Venezuela has a massive currency black market. Go to CCS lately? The Immigration agents want a crack at your dollars and often quote an inflated VEB rate. They usually offer low rates than the street, so go to the customs desk and everyone there will offer you VEB for dollars. If you really get gutsy, leave the customs hall and deal with the money changers outside. There's more people wanting dollars than people with dollars. Negotiate a good rate. Spanish is ESSENTIAL or you'll never get the real street rate.

If you have Venezuelan friends, they'll love to take your dollars off your hands. Just give them a call.

See, the gov't fixes the rate at such an artificially low rate that the black market is everything. People can't find staples such as milk/eggs since they're bought at the official rate by insiders and sold at the black market rate.

Panama and Aruba are FLOODED with Venezuelans these days. They show up, take $5000 cash advances off credit cards (max allowed by law per month) and get USD from the Panama or Aruban casinos, fly home that afternoon with $5000 in cold USD, change it at the unofficial rate of nearly 4800VEB, pay the cards off and pocket the nearly $4000-5000 (at the VEB street rate) exchange difference. They're all over the place, everyone knows about it and no one is stopping anyone. COPA Airlines loves this, their CCS/Maracaibo flights which were money losers are suddenly oversold 5 days a week.

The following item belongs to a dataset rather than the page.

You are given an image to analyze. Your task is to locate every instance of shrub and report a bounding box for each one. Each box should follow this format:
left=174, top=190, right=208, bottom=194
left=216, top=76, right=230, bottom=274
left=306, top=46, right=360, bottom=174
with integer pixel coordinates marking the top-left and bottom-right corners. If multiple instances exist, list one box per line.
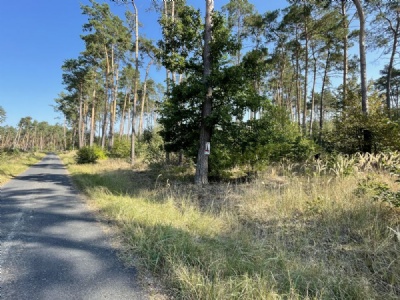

It's essential to have a local friend to get tickets at this rate. They need to write the check for the airline tickets. By Venezuelan law, all business transactions MUST be done in VEB. This is the kicker. They cannot ask for USD or make payment in such a requirement. They can use a credit card too, but the card will charge at the official rate which is counterproductive, unless you can pay the card with converted USD.

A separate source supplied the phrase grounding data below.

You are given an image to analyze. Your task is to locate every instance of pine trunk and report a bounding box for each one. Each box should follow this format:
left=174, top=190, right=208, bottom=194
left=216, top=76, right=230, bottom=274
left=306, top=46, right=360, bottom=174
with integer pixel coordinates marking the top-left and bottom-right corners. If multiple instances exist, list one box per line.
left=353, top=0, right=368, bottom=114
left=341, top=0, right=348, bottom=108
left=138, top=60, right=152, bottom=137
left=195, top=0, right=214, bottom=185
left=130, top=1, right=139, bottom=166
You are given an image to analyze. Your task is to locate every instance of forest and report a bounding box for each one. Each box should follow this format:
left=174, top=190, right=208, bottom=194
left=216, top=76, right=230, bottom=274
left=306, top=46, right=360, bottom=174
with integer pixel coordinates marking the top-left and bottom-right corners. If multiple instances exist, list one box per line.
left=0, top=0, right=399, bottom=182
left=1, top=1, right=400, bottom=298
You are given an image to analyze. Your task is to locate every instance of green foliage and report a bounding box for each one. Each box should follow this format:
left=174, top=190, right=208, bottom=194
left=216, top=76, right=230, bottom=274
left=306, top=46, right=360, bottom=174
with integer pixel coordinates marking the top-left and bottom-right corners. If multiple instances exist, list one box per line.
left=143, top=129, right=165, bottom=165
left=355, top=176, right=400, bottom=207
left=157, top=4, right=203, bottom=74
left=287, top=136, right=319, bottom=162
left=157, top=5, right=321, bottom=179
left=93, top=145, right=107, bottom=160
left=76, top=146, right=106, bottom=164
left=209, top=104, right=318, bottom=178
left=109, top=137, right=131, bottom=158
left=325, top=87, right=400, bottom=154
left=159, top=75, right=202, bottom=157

So, you have a friend whose cousin is in CCS, give him a good amount of USD and let him do the talking and you should be ok.

This is legit... but it's not easy unless you got a contact in Venezuela.

EDIT: I'm not a mod nor do I speak for one, but this is legal in my world.

What is a very large gray area is the changing of USD to VEB. I'm not 100% sure of the legality of changing through an unofficial channel such as a guy in a black Explorer with a briefcase, but this has been going on in other forms since at least 2001 when the peg was established. However, enacting the transaction in airline tickets is no different than Orbitz or Expedia, seller offering a ticket and a buyer with hard cash looking to buy.

Google this topic if you think I'm nuts. What you find will re-enforce this. The black market rate in VEB is everything these days and it's getting tough to live w/o any access to USD.

EDIT 2: My info may be dated. I read that the Chavez Gov't was going to ratchet up the rate but I'm not sure if that actually occurred. What I did read was that even the new rate they were proposing was still very far out of line with the street rate. Inflation is extremely high (20-30%) but interest rates are very low which is helping fuel the $$/VEB gap.

This article from Sept 2007 explains the black market pricing. It also talks about the Credit Card Advances in Aruba and Curacao. Key point:

The bolivar has tumbled 30 percent this year to 4,850 per dollar on the black market, the only place it trades freely because of government controls on foreign exchange. That compares with the official rate of 2,150 per dollar set in 2005. Chávez may have to devalue the bolivar to reduce the gap and increase oil proceeds, which make up half the government's revenue.

"This has been the worst-managed oil boom in Venezuela's history," said Ricardo Hausmann, a former government planning minister who now teaches economics at Harvard University. "A devaluation is a foregone conclusion. The only question is when."